The Doppelgänger series of photographs are pictorial narratives that explore internal human emotions, notions of the uncanny, the subconscious/conscious mind, and the ego and the alter ego. The narrative structure itself is based upon and utilizes the concept of the doppelgänger—specifically as understood in Germanic literature. In this context, the notion of the doppelgänger is understood as a ghostly double or apparition of a living person, widely assumed to be sinister and a harbinger of bad luck, yet also highly ambiguous, thus presenting a psychological dilemma. The central characters themselves are self-portraits of the artist in claustrophobic and timeless spaces.
The structural device of the tableaux-vivant is used to carefully choreograph multiple full-frame photographs into single artworks, using a grid system that also serves to maintain the photographic integrity of each photograph. Most of the artworks are constructed with six photographs, but as the series has progressed they have developed in complexity, incorporating up to eighteen photographs. The more recent artworks have progressed in their storytelling, moving beyond the grid itself and making use of the diptych and triptych format, while also incorporating more than just two figures.

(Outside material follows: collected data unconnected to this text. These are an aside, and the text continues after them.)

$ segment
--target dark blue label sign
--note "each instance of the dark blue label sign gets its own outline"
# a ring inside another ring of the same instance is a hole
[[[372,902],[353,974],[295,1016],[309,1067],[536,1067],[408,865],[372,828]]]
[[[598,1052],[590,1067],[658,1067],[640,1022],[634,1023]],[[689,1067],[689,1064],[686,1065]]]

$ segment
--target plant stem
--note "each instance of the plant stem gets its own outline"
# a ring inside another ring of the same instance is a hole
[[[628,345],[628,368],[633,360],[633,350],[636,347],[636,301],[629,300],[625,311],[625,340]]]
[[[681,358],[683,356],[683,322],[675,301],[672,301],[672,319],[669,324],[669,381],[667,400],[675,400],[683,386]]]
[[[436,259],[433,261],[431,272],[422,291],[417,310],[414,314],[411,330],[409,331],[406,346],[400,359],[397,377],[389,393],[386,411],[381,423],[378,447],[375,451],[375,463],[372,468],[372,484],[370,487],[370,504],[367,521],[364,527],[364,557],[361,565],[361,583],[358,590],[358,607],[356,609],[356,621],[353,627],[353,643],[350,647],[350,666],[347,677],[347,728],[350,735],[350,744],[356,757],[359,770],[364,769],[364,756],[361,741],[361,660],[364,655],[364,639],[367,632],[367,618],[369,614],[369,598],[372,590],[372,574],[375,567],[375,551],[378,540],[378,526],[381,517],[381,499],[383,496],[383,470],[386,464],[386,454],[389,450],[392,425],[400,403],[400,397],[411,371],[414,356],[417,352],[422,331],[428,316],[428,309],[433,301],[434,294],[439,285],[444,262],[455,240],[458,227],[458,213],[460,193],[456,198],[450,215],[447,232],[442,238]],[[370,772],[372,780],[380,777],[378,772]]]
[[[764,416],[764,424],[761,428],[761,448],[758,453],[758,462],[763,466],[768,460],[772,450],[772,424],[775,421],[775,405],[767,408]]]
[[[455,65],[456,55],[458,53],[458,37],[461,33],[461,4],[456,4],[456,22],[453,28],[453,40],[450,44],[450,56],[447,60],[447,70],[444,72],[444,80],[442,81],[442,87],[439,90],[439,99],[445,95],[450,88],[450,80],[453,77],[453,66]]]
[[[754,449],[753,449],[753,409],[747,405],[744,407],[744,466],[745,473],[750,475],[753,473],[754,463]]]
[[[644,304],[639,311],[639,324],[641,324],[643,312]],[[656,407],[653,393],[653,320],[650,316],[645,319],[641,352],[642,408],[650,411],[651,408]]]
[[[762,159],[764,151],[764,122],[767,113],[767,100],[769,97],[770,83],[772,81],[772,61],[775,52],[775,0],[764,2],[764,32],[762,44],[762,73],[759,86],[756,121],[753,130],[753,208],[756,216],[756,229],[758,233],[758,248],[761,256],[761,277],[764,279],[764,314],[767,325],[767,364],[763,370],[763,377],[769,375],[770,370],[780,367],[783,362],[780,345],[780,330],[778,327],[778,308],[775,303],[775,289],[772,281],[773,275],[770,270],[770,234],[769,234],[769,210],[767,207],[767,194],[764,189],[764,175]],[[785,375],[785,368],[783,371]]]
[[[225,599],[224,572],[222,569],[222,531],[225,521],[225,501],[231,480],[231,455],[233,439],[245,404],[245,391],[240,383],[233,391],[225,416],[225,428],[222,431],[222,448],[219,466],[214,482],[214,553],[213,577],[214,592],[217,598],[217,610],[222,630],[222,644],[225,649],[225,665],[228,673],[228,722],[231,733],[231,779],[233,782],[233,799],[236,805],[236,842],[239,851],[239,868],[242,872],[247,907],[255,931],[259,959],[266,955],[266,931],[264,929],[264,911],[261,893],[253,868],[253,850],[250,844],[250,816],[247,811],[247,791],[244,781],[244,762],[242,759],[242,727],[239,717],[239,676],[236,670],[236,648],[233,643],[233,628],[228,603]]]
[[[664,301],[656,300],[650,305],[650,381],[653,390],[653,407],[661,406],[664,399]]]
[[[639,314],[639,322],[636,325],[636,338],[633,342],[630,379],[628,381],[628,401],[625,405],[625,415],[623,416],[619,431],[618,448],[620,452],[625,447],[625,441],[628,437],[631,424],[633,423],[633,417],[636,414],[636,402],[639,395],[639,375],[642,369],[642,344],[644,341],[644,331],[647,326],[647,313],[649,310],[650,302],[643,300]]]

Cornelia Hediger (Brooklyn, NY) received both her Bachelor of Fine Art and Master of Fine Art degrees from Mason Gross School of the Arts at Rutgers University. Her work has been featured in group shows at Schneider Gallery (Chicago, IL), Klompching Gallery (Brooklyn, NY), Galerie Kunstagenten (Berlin, Germany), Mese-Fischer (Meisterschwanden, Switzerland), and others. She has had solo exhibitions at the Klompching Gallery (New York) and the Center for Photography at Woodstock (Woodstock, NY). Cornelia’s work has been reviewed and featured in numerous publications including The Wallstreet Journal, Photo Technique, New York Magazine, PHOTO+, Pambianco Week, Blink, and various others. Her work can be found at several private collections in the United States, Japan, Switzerland, Austria, Italy, and the United Kingdom.